Somehow, we all know about domestic violence. We know it happens, and there are many among us who even know where it happens, who the victims are and who the abusers are. But when it comes to taking action, most of us suddenly have better things to do, or we simply do not know how to act.

Warwick’s message was loud and clear: start talking. Report abuse to the authorities. Don’t ever just take it, she said – and that remark was of course directed at women who are the victims of domestic violence.

It seems so simple, yet the reality is awfully stubborn. The fact is that a lot of people don’t talk and another fact is that a lot of women (and some men) indeed just take it.

Many abusers and abused have the warped idea that they are in love with each other. Hence the stories, aptly put forth by Warwick, along the lines of I promise I won’t do it again.

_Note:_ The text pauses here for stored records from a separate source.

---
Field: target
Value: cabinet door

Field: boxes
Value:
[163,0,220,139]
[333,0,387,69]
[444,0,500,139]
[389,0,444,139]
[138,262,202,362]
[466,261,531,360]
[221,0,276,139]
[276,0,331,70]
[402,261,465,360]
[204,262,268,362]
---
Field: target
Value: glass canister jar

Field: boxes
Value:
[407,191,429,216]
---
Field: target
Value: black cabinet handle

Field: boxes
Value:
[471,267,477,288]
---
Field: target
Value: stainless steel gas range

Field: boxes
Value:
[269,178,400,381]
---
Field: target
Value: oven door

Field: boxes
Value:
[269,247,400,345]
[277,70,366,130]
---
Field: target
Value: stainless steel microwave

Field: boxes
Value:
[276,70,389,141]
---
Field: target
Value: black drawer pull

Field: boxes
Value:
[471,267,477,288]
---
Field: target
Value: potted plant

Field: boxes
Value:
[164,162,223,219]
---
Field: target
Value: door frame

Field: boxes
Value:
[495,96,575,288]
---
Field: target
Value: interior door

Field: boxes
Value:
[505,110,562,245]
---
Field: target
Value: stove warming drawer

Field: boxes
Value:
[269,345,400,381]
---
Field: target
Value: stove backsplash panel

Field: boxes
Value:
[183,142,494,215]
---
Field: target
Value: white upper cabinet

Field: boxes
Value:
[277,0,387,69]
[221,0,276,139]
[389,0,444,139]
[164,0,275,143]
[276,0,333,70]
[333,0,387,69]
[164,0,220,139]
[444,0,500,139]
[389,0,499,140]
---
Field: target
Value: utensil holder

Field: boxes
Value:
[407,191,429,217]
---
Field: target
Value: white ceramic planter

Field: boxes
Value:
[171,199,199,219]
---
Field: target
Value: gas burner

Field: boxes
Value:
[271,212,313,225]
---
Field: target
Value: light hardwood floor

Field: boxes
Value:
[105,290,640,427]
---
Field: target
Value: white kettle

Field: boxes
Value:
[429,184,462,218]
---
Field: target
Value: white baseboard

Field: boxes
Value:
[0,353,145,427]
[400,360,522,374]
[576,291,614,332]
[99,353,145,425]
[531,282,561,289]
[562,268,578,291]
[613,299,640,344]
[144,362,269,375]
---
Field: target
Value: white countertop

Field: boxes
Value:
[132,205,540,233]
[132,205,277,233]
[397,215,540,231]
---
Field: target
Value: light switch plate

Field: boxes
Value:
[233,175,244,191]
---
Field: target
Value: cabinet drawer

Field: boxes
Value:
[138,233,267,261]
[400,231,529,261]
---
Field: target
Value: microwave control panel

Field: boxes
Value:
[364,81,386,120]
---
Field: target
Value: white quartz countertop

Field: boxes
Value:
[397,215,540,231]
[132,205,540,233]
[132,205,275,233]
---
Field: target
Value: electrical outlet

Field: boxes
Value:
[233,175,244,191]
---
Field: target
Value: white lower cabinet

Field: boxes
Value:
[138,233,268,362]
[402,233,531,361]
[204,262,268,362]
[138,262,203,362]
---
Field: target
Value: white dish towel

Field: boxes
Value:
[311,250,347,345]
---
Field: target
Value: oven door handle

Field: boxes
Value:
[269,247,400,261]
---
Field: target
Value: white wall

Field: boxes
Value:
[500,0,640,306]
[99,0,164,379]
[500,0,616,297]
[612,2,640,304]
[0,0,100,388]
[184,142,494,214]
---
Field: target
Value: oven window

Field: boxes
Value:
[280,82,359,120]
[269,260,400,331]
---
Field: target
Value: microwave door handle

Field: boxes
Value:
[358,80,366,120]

It is not too long ago that a woman in St. Maarten filed a complaint against her husband because she alleged that he had fired shots at a house where she was staying. When the prosecutor’s office decided to take the man to court, the woman was first in line to say that she did not want her husband prosecuted.

That weird story came to an end when the man was acquitted for lack of evidence. The happy couple is still living together, but one may well wonder about what happens in that household behind closed doors. It is, in fact, a typical example that confirms a point Warwick was making.

We’ve all heard about so-called love-hate relationships, wherein partners are constantly at each other’s throats – sometimes literally. But in spite of all the dog fights, they do not consider for a moment that they would be better off without each other.

The reason behind this is not always love. It is dependency. When one partner is depending on the other for income, the thought easily comes to mind that it is impossible to leave. Where will you live? How will you pay the rent, or buy food?

Those considerations trap many victims of domestic violence in abusive relationships. And when the abuse goes on long enough it becomes a fact of life.

Warwick, and with her the Peridot foundation that invited her, obviously want to encourage victims to take action, to leave those abusive relationships.

And the good news is: that is feasible, because there is help available for victims of domestic violence. The shelter for abused women Safe Haven offers protection and a temporary roof. The Peridot Foundation has made the fight against domestic violence its core business. The office of the public prosecutor is taking a tough stance on the issue.

And yet, we see how the topic of domestic violence is mostly ignored. We remember all too well how Safe Haven had to organize a press conference last year, almost literally screaming for help from the community to fund its efforts. On Saturday there was some good news for the shelter, because Angelique Martis-Roumou received a $2,000 check from the Peridot Foundation for Safe Haven.

The thing is of course, if all upstanding citizens cared about domestic violence, Safe Haven would not be struggling financially.

That brings to mind a statement Women’s Affairs Minister Cornelius de Weever made on Saturday. When we go home in the evening, he said, we ought to look in the mirror and think about our actions and their consequences. That does not only apply to the act of domestic violence, or to our selective silence about it. It certainly is also valid for the way we do (or don’t) support valuable social institutions like Safe Haven.

As the minister said: look in the mirror, and think about it. Then act.